Our group is interested in understanding how inherited genetic variation influences predisposition to cancer. A variety of epidemiological and family-based studies have demonstrated that cancer predisposition is a hereditary trait. Despite this knowledge, the nature of the genetic variation that leads to increased cancer risk among some individuals largely remains a mystery. We are attacking this problem using an integrated combination of experimental and statistical/computational approaches, including state-of-the art genomics technologies. Our hypothesis is that by identifying and understanding the functional consequences of the genetic variants that influence cancer risk, we will gain insight into the underlying biology of cancer. This could lead to the identification of potential new targets for therapeutic intervention. Furthermore, identification of such variants could allow clinicians to predict who is at risk for cancer enabling better-tailored individual screening regimens and early detection. By focusing on inherited genetic variation, we are able perform unbiased, genome-wide screens for novel cancer susceptibility genes.
We approach this problem first by performing forward genetic studies (“genome-wide association studies”) in which we screen population and patient samples for genetic variants that are significantly correlated with cancer incidence. We do theoretical, computer-based work on how to improve the power of these studies, and use these improvements to analyze our data. Once associated loci are identified, understanding how they increase cancer risk requires both identifying the actual functional mutation at the locus and understanding the biology of the gene or genes the mutation influences. We use a combination of bioinformatics and high-throughput genomics data to generate hypotheses about mechanisms of disease susceptibility that can then be tested experimentally.
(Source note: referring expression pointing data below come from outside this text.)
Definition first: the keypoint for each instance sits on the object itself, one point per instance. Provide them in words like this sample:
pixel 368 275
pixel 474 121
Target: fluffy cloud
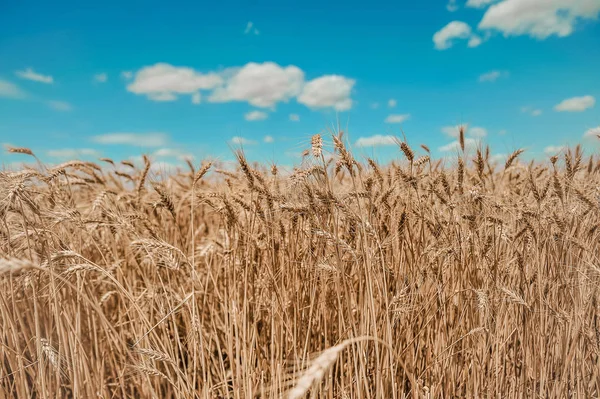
pixel 250 28
pixel 328 91
pixel 134 139
pixel 479 3
pixel 397 118
pixel 451 6
pixel 593 132
pixel 531 111
pixel 163 82
pixel 376 140
pixel 60 105
pixel 30 74
pixel 492 76
pixel 445 37
pixel 454 131
pixel 196 98
pixel 10 90
pixel 237 140
pixel 256 116
pixel 575 104
pixel 100 77
pixel 538 18
pixel 72 153
pixel 261 85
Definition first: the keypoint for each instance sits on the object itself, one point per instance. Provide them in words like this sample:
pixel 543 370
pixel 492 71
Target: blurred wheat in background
pixel 342 279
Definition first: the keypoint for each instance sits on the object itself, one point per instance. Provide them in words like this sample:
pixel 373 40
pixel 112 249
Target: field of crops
pixel 340 279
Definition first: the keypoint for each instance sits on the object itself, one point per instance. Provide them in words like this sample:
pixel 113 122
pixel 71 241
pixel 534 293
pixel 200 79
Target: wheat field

Current projects in the lab are primarily focused on prostate and pancreatic cancers. We are following up on previously reported genetic associations with prostate cancer to understand the mechanism of cancer predisposition at these loci. We are also developing improved statistical methods for analyzing genome-wide association data, and will be applying this to publically available prostate cancer association data. For pancreatic cancer, we are conducting our own genome-wide association study to identify alleles that increase ones risk of developing this virtually incurable malignancy. We are also involved in numerous collaborations with other investigators at Memorial Sloan-Kettering Cancer Center on diverse cancer types such as breast cancer, gastric cancer, endometrial cancer, and myeloproliferative neoplasms.